DOI: https://doi.org/10.21954/ou.ro.0000fb11
Abstract
Adeno-associated virus type 2 (AAV-2) is a nonpathogenic, replication defective parvovirus containing a single-stranded DNA genome of 4.7 kb. Despite the increasing utilization of recombinant vectors derived from this virus (rAAV) in gene transfer applications, several aspects of the biology of both the wild type virus and of its vectors remain poorly understood. Here we developed a technique to visualize the conversion of rAAV vector genomes from single-stranded (ss) to double-stranded (ds) DNA in real time. We report that rAAV DNA accumulates into discrete foci inside the nucleus. These rAAV foci are defined in number, increase in size over time after transduction, and their presence correlates with the efficiency of cell transduction. These structures overlap with, or lie in close proximity to, the foci in which proteins of the MRN (Mrell-Rad50-Nbsl) complex and Mdcl accumulate after DNA damage.

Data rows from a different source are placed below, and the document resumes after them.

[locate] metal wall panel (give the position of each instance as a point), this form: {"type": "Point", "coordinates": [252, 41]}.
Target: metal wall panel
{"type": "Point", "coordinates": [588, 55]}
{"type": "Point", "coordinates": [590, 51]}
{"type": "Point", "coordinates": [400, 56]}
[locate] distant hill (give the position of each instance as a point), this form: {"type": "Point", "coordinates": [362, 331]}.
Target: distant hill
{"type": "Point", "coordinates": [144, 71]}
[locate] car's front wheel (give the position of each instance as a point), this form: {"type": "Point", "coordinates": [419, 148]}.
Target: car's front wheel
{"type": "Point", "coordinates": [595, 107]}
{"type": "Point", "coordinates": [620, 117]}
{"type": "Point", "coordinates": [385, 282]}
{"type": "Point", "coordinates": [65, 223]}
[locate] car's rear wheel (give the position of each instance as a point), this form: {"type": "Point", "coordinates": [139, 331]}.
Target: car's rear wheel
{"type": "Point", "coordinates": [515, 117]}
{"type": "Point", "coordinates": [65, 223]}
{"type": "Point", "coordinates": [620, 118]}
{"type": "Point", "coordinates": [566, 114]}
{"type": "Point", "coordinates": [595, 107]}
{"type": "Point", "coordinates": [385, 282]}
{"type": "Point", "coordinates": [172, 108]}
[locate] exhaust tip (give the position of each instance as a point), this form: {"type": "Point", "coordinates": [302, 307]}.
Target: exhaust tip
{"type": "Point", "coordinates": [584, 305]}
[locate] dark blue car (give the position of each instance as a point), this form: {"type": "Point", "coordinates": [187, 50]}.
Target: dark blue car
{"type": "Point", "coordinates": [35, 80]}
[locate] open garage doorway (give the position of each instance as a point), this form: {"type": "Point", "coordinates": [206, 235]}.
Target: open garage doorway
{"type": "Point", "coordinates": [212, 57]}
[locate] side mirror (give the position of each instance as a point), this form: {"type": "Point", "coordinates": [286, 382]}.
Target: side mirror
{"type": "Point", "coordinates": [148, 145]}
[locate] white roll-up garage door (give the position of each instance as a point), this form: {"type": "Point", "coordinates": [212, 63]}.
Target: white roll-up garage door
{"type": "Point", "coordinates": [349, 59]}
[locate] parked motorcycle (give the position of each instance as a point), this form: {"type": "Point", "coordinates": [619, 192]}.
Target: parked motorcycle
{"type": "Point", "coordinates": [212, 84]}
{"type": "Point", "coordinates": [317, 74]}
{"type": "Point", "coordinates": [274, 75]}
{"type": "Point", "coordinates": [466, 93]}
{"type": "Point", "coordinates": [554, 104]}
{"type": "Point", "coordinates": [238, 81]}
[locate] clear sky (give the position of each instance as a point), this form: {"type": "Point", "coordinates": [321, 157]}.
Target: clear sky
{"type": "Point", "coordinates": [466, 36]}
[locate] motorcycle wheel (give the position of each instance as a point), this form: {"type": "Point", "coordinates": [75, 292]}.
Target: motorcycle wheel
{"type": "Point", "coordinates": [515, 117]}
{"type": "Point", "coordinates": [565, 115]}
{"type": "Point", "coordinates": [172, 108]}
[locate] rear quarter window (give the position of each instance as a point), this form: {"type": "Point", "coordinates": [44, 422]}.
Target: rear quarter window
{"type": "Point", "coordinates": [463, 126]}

Silencing of Nbsl or Mdcl by RNA interference markedly increases the formation of rAAV foci, the extent of rAAV transduction, and AAV Rep dependent site-specific integration at chromosome 19q.l3.3-qter, so called AAVS1 locus. The adenovirus E4orf6 and ElB55k proteins-mediated degradation of the MRN complex also correlated with high levels of rAAV transduction and foci formation. Taken together, these observations indicate that the MRN complex plays an inhibitory role at the level of rAAV ss to double-stranded DNA (dsDNA) genome conversion, vector transduction, and site-specific integration. On the other hand, similar experiments using siRNAs against histone H2AX, Rad52, and DNA-PKcs indicated that these factors are required for effective rAAV transduction and site-specific integration.